The Long Way Home
An American Journey from Ellis Island to the Great War
David Laskin

Frank Buckles Turns 109

Monday, February 1st, 2010

Sometimes history is not about what happened but about what has disappeared or quietly ceased to exist while no one was looking.  One of those silent erasures is occurring right now with the passing of the generation of soldiers that fought in the Great War.  Some 4.7 million Americans either enlisted or were drafted to fight in the war to end all wars – but Frank Woodruff Buckles, a West Virginia farmer who celebrates his 109th birthday today, is the last of the last.

Buckles would be the first to admit that he was not a major player in the conflict that killed more than 9.5 million soldiers and set the course for modern history. Fibbing his way into the army (he was underage) in August, 1917, he shipped out to England in December, 1917 and spent the duration of the war driving officers around and delivering their messages far from the front lines.  “I wasn’t disappointed that the war ended,” he told a reporter recently, “but I would have liked to accomplish what I had started out for.”

Still, though he didn’t see any action, Buckles conveys a visceral sense of what it was like to serve when Woodrow Wilson was commander in chief.  Until someone invents a time machine, nothing in the historian’s bag of tricks can match this experience of living through it.  Four years ago, a dozen American World War I veterans were still alive, so the visceral sense of the past was that much richer in texture, detail, anecdote and emotion.  At that time, I had just embarked on research for a book about the immigrant experience in the Great War – and learning that two of these surviving veterans were foreign-born, I moved heaven and earth to meet them.  These were encounters I will never forget.

Italian-born Antonio Pierro, 110 at the time of our meeting, reminisced about the snakes in his family’s orchard back in the southern Italian province of Basilicata, shuddered at the memory of the shells that fell near him in the Argonne forest in the autumn of 1918, and smiled wanly when his nephew mentioned the name of a French girl he had fallen in love with.  The young Pierro was stunned when someone called him a “wop” on the chow line at training camp.  Nonetheless, he went on to fight bravely with the 82nd  Division’s field artillery.  He died on February 8, 2007, a few months after our interview.

Samuel Goldberg, a 106-year-old Russian-born Jew, harbored a fierce engagement with a past he remembered in minute detail.  Like Buckles, Goldberg had to wiggle his way into the army – at 104 pounds he was underweight, but Uncle Sam was hungry for soldiers in the spring of 1918, and Goldberg secured a waiver.  The skinny eighteen-year-old intended to sign on with the Signal Corps, but the recruiting officer convinced him he’d be better off in the cavalry.  Goldberg told me that on his first day of boot camp at Fort Oglethorpe the drill sergeant did a double-take when he got to his name and snorted, “Jesus  Christ, a Jew in the cavalry.  I’m surprised they let a little guy like you in.”  But nobody was snorting when they saw Goldberg drilling with a saber.  Ninety years later, he was still proud of the respect he commanded and muscles he acquired. Goldberg died on December 10, 2006.

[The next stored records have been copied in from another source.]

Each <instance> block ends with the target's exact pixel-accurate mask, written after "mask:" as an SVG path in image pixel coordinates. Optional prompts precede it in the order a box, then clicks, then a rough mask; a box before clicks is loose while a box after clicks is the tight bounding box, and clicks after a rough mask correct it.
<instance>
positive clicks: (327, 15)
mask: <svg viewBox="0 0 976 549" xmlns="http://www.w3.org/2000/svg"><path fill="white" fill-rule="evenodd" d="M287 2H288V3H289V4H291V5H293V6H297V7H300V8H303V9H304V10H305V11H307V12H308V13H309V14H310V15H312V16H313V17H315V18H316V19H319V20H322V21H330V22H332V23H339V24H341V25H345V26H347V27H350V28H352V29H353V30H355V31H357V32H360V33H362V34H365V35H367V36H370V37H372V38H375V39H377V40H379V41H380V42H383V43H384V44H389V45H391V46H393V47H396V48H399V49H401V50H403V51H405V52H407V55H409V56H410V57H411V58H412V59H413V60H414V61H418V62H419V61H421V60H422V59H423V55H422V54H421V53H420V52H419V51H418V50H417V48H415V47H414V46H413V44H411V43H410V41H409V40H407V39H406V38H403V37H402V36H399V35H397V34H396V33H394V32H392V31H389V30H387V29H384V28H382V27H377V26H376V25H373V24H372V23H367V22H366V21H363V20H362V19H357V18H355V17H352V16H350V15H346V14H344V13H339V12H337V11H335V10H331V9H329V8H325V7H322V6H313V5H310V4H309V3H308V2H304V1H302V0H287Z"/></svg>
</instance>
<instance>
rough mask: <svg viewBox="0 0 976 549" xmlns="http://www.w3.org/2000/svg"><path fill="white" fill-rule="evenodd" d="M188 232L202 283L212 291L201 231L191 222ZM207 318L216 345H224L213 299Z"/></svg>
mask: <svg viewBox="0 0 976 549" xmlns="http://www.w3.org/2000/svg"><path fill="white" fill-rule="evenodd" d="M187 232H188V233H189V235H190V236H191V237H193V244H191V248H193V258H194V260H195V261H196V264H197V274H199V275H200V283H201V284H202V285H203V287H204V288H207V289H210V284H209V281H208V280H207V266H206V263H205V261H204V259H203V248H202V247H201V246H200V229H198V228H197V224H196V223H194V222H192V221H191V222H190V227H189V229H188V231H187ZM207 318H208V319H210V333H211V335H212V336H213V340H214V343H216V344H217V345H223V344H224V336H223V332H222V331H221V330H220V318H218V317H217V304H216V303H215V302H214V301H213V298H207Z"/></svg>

What I took away from these interviews was the sense of the melting pot in action.  “Regular” American guys entered the army expecting immigrants to be lazy, cowardly, untrustworthy, clannish and incomprehensible.  But after enduring mud, gas, shelling and machine-gunning side by side with Jews, Italians, Poles and Slovaks, most American-born Doughboys came to accept foreign-born recruits as one of them.  The immigrants themselves, fully one-fifth of the American armed forces, assimilated by serving.  They weren’t citizens, many of them spoke only halting English when they enlisted or were drafted, their deepest loyalty was to family, religion, or the heritage of their culture of origin.  But the army made them Americans.  The ethnic slurs continued despite the army’s attempt to stamp them out; but the names lost their sting when they were tossed around by buddies.

Tony Pierro and Sam Goldberg did not have any insights to share with me into military tactics, politics or diplomacy:  but in the course of the hours we spent talking, they did powerfully summon up the tensions, hopes and aspirations of a time when American soldiers from 45 different countries marched to the front singing  “Over There” and “K-K-K-Katie” in unison.  When Frank Buckles passes, the last reverberations of those grand old tunes will pass with him.